In recent weeks I've generated a fair amount of reaction by raising questions about park entrance fees, altruism, and visitation levels in the parks, among other topics. It has been good to see so many people lend their voices to my thoughts, because it reflects the concern that exists for how our parks are being managed.
On visitation, many agreed with me that current visitor levels really aren't a problem, and in fact might be a blessing as they, perhaps in the smallest of measurements, take some of the pressure off parks that quite a few think are overcrowded. Others thought that only by encouraging more visitors could the park system, through its at times indescribable beauty, nurture future champions for its existence. There is much truth and optimism in that belief.
Yet, if the myth that park visitation is in a serious state of decline is taken to heart and we gin up ways to reverse that perceived trend, we chance overrunning the very places that we cherish. That much was realized five years ago by the National Park System Advisory Board.
"It is time to re-examine the 'enjoyment equals support' equation and to encourage public support of resource protection at a higher level of understanding," the board noted in "Rethinking the National Parks for the 21st Century." "In giving priority to visitor services, the Park Service has paid less attention to the resources it is obliged to protect for future generations."
Unfortunately, as National Geographic writer John Mitchell points out in his thoughtful essay, "Threatened Sanctuaries," it didn't take long for the Bush administration, particularly then-Interior Secretary Gale Norton and outgoing Park Service Director Fran Mainella, to toss that report in the trash.
"Though Park Service Director Fran Mainella initially supported the report, it later became evident that it was not her agenda, and before long the Department of Interior, under Secretary Norton, was suggesting the opposite of what the board had concluded: Preservation was trumping recreation; the Clinton administration had taken the fun out of the national parks. Now the stage was set for a clash of values."
Indeed.
This issue of National Geographic, particularly the essays by Mitchell and David Quammen, is one to read thoroughly, and to hold onto for at least another decade to see whether we as a society have learned a lesson and reacted properly to the many dire issues that confront our parks, be they pollution, underfunding, or, as Mitchell so adroitly puts it, "an atmosphere of veiled hostility created by political appointees at the highest levels of" the Interior Department and the Park Service.

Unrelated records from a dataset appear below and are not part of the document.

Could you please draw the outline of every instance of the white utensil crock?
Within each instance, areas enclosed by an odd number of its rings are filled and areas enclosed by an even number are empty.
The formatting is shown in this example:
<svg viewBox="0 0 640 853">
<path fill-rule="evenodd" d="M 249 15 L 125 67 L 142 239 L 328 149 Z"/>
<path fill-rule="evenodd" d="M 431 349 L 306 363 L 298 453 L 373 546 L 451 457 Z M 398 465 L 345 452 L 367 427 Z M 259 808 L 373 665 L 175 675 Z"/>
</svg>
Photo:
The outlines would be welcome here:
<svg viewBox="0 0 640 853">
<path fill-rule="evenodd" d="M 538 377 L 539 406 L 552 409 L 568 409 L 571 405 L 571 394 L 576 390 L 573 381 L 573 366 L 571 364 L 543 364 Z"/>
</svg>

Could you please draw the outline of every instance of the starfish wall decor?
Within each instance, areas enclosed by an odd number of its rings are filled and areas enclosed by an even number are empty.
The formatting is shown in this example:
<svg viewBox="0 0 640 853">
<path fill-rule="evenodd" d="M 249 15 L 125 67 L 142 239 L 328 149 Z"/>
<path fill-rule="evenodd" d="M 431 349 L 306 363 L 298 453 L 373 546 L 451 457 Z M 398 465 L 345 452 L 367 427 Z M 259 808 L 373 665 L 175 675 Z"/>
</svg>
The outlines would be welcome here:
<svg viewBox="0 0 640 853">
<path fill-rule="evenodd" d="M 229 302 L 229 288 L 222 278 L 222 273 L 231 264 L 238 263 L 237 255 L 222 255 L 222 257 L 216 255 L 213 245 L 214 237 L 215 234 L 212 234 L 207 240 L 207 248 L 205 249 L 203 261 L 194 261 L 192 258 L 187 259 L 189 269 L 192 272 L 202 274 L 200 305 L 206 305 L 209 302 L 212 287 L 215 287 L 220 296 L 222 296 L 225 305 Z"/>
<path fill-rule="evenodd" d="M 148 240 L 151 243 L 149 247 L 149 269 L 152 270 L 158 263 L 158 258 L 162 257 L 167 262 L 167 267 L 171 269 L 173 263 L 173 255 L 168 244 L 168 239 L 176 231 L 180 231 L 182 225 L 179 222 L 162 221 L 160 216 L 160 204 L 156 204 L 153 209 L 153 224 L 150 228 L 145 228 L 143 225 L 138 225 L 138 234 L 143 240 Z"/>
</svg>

In opening his essay, Mitchell ponders whether, in 2016 when the Park Service marks its centennial, we will break out the champagne to celebrate the birthday, asking whether "there'll be enough high standards left untrampled to justify the toast."
I would offer that an equally important question is whether you and me, the folks who treasure these parks, can instill the wonderment, the awe, and the love for the parks we experience and hold to in our trailing generations to ensure that they demand from their political leaders that our park system truly thrive unimpaired for, as the Organic Act put it back in 1916, the "enjoyment of future generations."
For, as Quammen so succinctly summarizes the plight at hand, "Our national parks are as good, only as good, as the instensity with which we treasure them."